Fig 3. Several VDAs induce abnormal vacuolar morphologies.

(A) Bio-imaging cellomics analysis of vacuole number and size and cell count. The C. albicans strain GP100, expressing cytoplasmic mCherry and vacuolar membrane GFP-YPT72, was exposed to each VDA at 5 and 25 μM at 30°C. The numbers of cells and the number and size of the vacuoles were determined for each individual cell present in 16 different fields in each well, and that for 6 wells for each compound. The Spot detector BioApplication (HCS Studio^™ Cell Analysis Software) was optimized to identify each fungal cell via the mCherry channel, and the number and size of each vacuole, within each cell, via the GFP channel.
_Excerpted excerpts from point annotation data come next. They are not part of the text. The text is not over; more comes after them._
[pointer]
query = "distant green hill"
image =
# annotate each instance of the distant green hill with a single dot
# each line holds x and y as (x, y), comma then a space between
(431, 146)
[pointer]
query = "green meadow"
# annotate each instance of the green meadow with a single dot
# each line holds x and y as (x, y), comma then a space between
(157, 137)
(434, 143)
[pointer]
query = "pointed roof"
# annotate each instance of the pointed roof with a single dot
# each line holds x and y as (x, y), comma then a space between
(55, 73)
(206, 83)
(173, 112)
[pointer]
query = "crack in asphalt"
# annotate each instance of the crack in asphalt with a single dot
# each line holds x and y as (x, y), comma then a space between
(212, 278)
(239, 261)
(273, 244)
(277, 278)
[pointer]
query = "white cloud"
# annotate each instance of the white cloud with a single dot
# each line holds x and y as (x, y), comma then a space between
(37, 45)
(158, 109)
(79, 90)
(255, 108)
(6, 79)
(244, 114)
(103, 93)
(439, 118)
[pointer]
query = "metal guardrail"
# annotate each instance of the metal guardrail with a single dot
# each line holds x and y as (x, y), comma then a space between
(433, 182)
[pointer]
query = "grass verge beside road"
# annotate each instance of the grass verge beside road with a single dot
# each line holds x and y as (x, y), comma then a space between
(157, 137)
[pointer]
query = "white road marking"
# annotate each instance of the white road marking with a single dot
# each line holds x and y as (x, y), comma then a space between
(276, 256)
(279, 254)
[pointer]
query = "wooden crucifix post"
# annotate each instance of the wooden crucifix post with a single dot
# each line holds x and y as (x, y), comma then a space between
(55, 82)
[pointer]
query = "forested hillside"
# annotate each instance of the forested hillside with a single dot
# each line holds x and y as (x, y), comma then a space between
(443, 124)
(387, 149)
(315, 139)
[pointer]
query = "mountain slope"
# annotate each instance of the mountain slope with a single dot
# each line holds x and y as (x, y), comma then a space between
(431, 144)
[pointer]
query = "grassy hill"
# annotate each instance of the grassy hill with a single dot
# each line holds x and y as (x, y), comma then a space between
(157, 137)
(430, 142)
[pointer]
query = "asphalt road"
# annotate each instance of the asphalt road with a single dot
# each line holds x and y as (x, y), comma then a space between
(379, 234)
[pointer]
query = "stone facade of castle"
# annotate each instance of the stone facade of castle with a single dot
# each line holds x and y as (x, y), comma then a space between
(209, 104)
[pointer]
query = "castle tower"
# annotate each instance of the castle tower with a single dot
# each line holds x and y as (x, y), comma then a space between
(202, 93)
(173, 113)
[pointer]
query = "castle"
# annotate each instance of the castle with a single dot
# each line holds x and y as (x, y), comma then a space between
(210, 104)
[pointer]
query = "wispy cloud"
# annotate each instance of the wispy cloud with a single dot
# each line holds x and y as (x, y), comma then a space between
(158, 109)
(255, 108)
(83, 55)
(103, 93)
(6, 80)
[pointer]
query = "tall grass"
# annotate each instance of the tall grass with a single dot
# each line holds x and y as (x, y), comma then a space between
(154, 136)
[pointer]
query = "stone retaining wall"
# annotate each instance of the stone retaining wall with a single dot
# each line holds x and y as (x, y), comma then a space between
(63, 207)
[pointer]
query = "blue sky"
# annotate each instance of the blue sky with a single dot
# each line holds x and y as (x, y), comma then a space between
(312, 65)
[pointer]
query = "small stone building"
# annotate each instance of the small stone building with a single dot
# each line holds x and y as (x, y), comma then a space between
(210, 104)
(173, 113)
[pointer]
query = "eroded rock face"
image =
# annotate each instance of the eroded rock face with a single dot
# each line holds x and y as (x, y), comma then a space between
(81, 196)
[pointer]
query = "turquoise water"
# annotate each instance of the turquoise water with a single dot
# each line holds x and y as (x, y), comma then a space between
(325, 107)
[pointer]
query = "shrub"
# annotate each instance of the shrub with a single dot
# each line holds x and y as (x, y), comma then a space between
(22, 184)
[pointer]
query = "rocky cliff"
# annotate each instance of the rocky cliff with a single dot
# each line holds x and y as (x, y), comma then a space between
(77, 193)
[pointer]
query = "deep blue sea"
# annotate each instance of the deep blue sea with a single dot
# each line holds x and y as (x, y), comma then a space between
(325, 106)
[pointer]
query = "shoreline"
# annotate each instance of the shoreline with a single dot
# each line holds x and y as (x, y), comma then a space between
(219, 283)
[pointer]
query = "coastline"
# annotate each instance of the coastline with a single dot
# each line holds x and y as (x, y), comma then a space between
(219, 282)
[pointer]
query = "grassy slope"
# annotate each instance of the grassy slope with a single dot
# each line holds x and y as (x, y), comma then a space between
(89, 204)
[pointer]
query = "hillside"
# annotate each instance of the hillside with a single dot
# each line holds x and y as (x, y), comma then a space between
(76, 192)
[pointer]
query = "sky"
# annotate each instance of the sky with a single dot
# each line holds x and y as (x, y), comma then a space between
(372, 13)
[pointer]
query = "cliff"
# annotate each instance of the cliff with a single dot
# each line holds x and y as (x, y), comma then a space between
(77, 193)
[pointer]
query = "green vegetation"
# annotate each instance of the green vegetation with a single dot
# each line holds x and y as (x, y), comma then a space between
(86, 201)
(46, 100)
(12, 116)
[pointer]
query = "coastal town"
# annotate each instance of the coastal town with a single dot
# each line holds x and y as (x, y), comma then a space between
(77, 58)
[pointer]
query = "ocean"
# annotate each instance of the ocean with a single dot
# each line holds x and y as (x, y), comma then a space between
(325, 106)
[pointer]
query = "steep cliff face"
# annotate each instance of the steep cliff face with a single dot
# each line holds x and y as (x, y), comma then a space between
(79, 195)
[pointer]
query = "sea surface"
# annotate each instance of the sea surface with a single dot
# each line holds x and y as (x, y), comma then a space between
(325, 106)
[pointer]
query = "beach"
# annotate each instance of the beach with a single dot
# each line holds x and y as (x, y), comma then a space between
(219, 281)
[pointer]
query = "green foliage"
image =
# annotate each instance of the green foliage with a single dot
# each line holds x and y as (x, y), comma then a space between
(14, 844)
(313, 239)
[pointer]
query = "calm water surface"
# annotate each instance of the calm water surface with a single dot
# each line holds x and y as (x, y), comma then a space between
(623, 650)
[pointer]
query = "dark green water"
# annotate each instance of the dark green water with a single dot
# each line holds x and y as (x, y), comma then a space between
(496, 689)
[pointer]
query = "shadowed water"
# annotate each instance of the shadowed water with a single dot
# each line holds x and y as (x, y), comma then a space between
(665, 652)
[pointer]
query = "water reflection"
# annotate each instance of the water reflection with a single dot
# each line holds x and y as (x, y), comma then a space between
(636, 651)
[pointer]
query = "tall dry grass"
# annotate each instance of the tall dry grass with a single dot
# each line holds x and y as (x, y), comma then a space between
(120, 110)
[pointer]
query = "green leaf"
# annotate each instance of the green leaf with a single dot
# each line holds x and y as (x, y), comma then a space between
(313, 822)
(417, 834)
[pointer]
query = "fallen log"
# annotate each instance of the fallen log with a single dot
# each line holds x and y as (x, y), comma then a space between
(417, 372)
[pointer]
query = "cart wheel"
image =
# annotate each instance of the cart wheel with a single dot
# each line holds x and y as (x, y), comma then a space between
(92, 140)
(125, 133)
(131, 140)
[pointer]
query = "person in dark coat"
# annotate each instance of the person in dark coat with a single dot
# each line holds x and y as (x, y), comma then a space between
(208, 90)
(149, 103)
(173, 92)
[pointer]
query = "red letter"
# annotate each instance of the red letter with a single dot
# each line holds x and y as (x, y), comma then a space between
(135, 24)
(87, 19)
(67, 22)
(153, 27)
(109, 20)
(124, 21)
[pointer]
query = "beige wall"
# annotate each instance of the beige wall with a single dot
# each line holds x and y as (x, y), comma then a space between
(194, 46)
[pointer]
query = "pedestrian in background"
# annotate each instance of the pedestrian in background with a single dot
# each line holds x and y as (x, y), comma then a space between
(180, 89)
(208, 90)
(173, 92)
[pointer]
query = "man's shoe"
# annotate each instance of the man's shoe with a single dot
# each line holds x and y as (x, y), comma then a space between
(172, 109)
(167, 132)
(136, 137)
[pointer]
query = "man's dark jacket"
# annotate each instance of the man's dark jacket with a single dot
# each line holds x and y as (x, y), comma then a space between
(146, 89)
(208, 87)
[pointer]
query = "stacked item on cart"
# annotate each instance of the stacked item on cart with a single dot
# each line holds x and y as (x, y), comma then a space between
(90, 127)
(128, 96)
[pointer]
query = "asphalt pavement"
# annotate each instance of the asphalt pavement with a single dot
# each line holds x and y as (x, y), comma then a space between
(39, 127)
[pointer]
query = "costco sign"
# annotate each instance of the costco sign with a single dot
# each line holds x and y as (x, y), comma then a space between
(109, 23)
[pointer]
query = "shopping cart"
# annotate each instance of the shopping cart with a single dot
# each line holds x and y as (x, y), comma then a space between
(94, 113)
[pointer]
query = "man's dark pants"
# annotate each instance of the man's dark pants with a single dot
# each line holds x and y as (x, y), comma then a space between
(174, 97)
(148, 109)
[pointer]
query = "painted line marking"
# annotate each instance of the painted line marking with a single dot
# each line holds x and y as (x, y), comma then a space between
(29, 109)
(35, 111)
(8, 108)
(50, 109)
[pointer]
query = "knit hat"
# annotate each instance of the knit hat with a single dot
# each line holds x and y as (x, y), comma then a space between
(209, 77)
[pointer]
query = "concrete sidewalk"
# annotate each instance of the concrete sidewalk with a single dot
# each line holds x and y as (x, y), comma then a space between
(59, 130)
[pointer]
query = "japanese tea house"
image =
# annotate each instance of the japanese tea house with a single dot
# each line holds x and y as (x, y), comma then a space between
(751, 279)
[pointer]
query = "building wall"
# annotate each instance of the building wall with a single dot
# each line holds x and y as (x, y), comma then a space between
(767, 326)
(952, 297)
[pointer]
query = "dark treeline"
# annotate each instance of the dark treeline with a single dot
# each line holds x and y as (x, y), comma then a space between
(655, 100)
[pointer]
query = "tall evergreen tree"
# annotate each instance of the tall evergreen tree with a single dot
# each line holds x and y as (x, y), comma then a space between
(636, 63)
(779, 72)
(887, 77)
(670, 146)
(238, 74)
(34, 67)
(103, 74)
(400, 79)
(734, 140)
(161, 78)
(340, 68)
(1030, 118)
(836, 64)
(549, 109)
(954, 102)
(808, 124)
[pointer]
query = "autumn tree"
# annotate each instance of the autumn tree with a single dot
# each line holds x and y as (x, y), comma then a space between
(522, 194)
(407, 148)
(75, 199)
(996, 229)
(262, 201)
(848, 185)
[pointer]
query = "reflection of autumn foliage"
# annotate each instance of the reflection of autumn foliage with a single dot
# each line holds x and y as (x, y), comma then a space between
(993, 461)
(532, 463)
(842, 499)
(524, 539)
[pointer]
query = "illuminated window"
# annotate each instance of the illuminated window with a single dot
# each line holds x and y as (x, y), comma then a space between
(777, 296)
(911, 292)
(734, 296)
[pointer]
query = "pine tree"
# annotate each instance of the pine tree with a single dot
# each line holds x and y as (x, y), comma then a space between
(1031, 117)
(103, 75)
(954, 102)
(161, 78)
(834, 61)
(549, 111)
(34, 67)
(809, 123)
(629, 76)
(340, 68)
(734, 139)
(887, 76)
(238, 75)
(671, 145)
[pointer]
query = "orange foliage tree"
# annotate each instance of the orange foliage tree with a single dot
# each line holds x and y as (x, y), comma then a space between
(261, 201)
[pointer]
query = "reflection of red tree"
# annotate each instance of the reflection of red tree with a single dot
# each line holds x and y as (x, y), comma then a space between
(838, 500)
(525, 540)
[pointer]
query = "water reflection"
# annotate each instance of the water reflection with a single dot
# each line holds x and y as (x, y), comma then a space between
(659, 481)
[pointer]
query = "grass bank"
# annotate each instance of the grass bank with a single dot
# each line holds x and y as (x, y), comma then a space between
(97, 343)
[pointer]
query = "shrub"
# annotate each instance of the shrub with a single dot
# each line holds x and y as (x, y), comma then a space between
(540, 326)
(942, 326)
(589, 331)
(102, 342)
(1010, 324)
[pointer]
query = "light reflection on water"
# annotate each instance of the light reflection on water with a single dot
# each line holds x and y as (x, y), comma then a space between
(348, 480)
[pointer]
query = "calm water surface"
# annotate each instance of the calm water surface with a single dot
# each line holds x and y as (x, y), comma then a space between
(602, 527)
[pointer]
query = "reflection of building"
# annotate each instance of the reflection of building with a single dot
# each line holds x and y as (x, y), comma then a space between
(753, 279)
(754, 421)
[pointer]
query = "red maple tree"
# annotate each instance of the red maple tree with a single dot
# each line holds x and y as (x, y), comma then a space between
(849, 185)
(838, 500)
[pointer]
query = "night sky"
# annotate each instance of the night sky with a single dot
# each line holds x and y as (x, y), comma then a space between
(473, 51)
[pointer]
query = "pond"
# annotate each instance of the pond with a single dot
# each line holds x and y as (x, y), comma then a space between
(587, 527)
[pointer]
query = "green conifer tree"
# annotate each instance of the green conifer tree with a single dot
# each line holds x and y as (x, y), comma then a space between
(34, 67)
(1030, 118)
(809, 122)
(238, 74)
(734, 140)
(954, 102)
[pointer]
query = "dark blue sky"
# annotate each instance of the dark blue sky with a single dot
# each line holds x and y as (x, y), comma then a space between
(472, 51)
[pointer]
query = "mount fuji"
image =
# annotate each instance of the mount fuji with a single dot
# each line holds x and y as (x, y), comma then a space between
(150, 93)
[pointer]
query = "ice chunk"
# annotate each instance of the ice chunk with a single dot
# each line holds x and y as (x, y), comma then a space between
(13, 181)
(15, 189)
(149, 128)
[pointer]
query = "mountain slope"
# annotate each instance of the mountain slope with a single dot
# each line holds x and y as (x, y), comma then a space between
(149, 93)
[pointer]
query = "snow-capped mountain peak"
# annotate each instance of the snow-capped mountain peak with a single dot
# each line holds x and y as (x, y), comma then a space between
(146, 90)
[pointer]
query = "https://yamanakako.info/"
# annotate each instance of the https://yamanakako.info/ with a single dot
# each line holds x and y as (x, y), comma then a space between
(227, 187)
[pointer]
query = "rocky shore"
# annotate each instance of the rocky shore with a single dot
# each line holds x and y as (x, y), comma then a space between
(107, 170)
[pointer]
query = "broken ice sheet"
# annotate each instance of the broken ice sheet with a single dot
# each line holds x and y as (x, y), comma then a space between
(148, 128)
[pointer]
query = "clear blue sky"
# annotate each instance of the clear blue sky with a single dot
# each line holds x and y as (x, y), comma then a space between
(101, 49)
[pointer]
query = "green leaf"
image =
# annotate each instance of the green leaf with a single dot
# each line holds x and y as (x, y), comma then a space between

Numbers in brackets indicate the fold variation relative to DMSO treated cells. Only significant decrease or increase is shown (p-value < 0.0001). (B) Confocal imaging of cells expressing GFP-YPT72 and treated with 0.5% DMSO, diflunisal at 50 μM, or monensin at 12.5 μM for 24h at 30°C. Images were acquired using a Zeiss LSM 710 laser scanning confocal microscope.

Fig 4. Hyphal growth assay in presence of the 3 NSAIDs in the VDA collection.

Hyphal growth was imaged after 24h of growth at 37°C in low glucose conditions using a strain expressing GFP-YPT72. Cells were challenged with 0.5% DMSO (A), 50 μM diflunisal (B), 50 μM tolfenamic acid (C), and 50 μM mefenamic acid (D). Images were acquired using a BioTek Synergy imaging reader at a 60X magnification for bright field imaging (left panels) and fluorescence (eGFP excitation filter of 485/20; right panels). The error bars represent 20 microns.

Fig 5. Lysosome cellomics analysis.

(A) Bio-imaging cellomics analysis of lysosome number and size, and HaCat cell count. Numbers in brackets indicate the fold variation relative to DMSO treated cells. Only significant decrease or increase are shown, and were obtained from 6 replicates (p-value < 0.0001). Compounds were tested at 5, 25 and 50 μM. The minimal concentration causing abnormal lysosome number and/or size is indicated for each of the active compounds. Fluconazole was used as a control, and the order of the compounds relates to the order in Fig 3. (B) Immunofluorescence was performed using DAPI to detect the cell nucleus and anti-LAMP1 antibody to detect lysosomes. Methyl benzethonium chloride was tested at 5 μM and monensin at 50 μM.